Learning to acquire novel cognitive tasks with evolution, plasticity and meta-meta-learning
A hallmark of intelligence is the ability to autonomously learn new flexible, cognitive behaviors - that is, behaviors where the appropriate action depends not just on immediate stimuli (as in simple reflexive stimulus-response associations), but on contextual information that must be adequately acquired, stored and processed.

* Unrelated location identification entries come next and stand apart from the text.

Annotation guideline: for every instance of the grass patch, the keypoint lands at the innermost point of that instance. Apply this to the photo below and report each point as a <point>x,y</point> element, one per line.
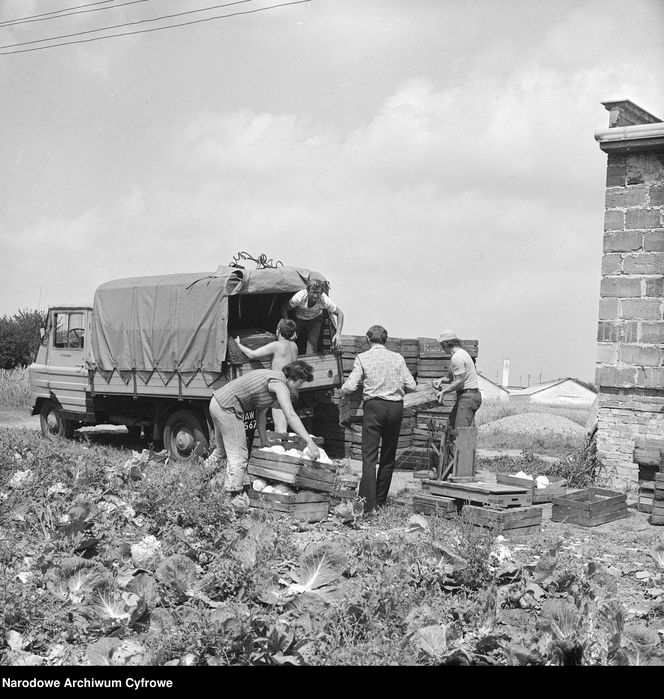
<point>14,387</point>
<point>492,410</point>
<point>552,444</point>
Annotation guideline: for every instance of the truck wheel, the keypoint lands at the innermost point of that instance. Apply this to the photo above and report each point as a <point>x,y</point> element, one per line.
<point>182,433</point>
<point>52,423</point>
<point>134,432</point>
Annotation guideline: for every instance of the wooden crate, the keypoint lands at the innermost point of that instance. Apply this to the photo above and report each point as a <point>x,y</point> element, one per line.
<point>657,512</point>
<point>517,520</point>
<point>426,504</point>
<point>345,486</point>
<point>350,408</point>
<point>496,494</point>
<point>305,505</point>
<point>646,489</point>
<point>589,507</point>
<point>537,495</point>
<point>300,473</point>
<point>648,451</point>
<point>424,398</point>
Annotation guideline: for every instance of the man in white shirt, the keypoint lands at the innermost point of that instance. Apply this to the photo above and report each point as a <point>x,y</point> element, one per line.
<point>384,378</point>
<point>462,379</point>
<point>308,306</point>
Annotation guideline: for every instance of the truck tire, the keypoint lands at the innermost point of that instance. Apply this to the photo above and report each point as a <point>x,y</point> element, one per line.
<point>53,425</point>
<point>183,432</point>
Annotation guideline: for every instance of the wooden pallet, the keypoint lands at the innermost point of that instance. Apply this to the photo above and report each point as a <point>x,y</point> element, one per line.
<point>305,505</point>
<point>589,507</point>
<point>496,494</point>
<point>426,504</point>
<point>538,495</point>
<point>518,520</point>
<point>296,472</point>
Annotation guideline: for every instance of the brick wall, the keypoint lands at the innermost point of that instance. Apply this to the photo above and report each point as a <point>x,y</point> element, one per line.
<point>630,356</point>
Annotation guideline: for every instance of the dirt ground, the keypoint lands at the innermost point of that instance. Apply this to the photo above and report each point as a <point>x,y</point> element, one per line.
<point>623,545</point>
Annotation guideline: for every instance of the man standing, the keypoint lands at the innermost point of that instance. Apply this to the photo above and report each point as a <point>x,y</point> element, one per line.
<point>308,306</point>
<point>256,390</point>
<point>384,378</point>
<point>462,379</point>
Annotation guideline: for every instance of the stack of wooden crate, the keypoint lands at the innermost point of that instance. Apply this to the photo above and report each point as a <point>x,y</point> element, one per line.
<point>433,362</point>
<point>648,454</point>
<point>537,496</point>
<point>489,505</point>
<point>423,355</point>
<point>657,513</point>
<point>589,507</point>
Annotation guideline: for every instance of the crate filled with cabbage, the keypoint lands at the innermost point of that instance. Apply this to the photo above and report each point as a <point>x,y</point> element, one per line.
<point>541,489</point>
<point>289,480</point>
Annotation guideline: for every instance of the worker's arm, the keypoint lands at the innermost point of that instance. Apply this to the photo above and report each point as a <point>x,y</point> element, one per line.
<point>264,351</point>
<point>339,324</point>
<point>283,398</point>
<point>292,302</point>
<point>261,424</point>
<point>455,385</point>
<point>407,378</point>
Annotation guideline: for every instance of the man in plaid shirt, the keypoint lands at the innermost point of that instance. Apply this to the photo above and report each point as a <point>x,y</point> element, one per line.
<point>384,378</point>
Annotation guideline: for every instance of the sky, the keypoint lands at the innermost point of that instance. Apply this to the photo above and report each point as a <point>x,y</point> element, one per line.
<point>434,159</point>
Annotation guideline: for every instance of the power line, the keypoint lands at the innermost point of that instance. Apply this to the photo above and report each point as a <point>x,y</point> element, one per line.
<point>124,24</point>
<point>54,12</point>
<point>156,29</point>
<point>42,18</point>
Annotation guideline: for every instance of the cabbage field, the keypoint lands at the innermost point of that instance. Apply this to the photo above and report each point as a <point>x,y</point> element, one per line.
<point>121,559</point>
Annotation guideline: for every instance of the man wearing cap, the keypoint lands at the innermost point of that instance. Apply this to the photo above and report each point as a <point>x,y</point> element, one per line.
<point>462,379</point>
<point>384,377</point>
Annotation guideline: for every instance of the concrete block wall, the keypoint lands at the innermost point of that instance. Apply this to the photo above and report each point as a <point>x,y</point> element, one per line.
<point>630,355</point>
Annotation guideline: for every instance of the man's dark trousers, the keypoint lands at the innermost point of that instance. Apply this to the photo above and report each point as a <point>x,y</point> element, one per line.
<point>381,423</point>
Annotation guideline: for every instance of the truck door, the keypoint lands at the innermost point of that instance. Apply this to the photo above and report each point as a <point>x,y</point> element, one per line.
<point>67,373</point>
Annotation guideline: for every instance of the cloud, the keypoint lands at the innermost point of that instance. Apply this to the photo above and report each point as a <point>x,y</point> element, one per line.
<point>474,203</point>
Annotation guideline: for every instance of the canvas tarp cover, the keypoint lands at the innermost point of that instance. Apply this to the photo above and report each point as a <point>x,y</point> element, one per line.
<point>176,322</point>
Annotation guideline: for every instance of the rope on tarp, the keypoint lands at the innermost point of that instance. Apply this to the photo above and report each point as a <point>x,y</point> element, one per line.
<point>262,261</point>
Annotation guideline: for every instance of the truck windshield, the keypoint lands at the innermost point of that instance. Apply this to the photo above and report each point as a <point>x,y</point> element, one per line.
<point>69,330</point>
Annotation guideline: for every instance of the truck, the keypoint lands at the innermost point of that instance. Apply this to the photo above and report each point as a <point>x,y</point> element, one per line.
<point>149,352</point>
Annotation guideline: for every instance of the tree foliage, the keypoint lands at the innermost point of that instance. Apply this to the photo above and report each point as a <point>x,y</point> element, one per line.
<point>20,338</point>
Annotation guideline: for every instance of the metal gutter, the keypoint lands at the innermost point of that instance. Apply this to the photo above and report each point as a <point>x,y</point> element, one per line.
<point>638,137</point>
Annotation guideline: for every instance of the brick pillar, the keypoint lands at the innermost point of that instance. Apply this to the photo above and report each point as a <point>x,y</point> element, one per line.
<point>630,355</point>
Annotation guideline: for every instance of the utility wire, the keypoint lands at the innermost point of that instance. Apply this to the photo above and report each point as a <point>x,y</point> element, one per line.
<point>156,29</point>
<point>41,18</point>
<point>124,24</point>
<point>53,12</point>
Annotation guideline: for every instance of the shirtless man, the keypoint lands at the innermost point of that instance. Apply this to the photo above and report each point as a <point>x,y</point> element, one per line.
<point>283,351</point>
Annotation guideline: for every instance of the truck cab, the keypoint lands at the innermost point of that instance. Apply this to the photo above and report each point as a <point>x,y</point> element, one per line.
<point>59,376</point>
<point>150,351</point>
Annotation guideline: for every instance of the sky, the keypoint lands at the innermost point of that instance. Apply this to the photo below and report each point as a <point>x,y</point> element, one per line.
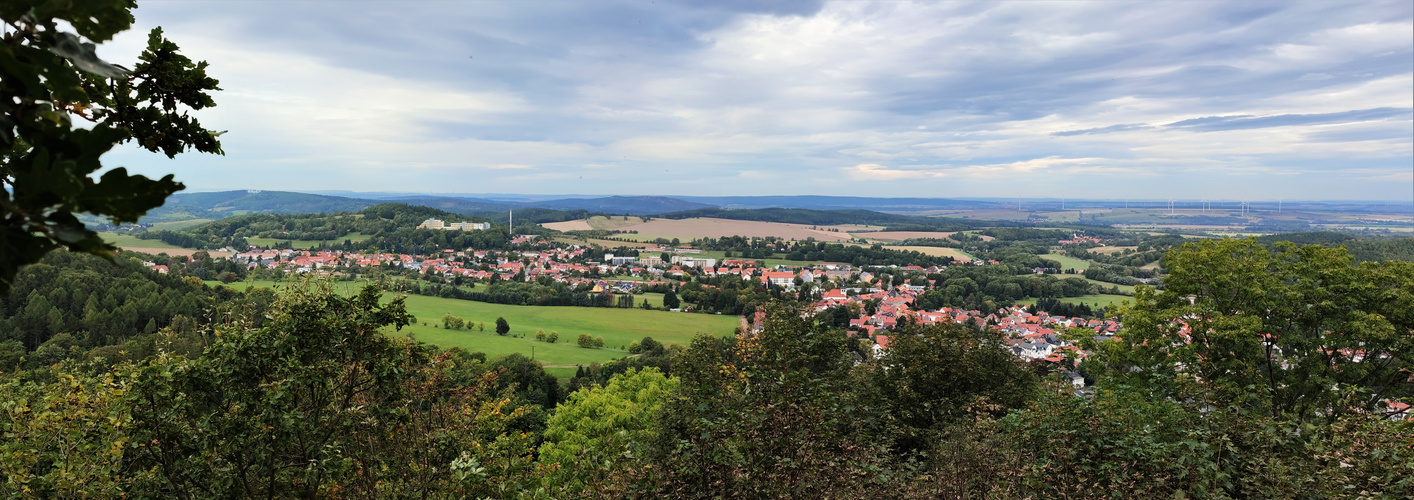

While many meta-learning algorithms can design agents that autonomously learn new tasks, cognitive tasks adds another level of learning and memory to typical ``learning-to-learn'' problems. Here we evolve neural networks, endowed with plastic connections and neuromodulation, over a sizable set of simple cognitive tasks adapted from a computational neuroscience framework. The resulting evolved networks can automatically modify their own connectivity to acquire a novel simple cognitive task, never seen during evolution, from stimuli and rewards alone, through the spontaneous operation of their evolved neural organization and plasticity system. Our results emphasize the importance of carefully considering the multiple learning loops involved in the emergence of intelligent behavior.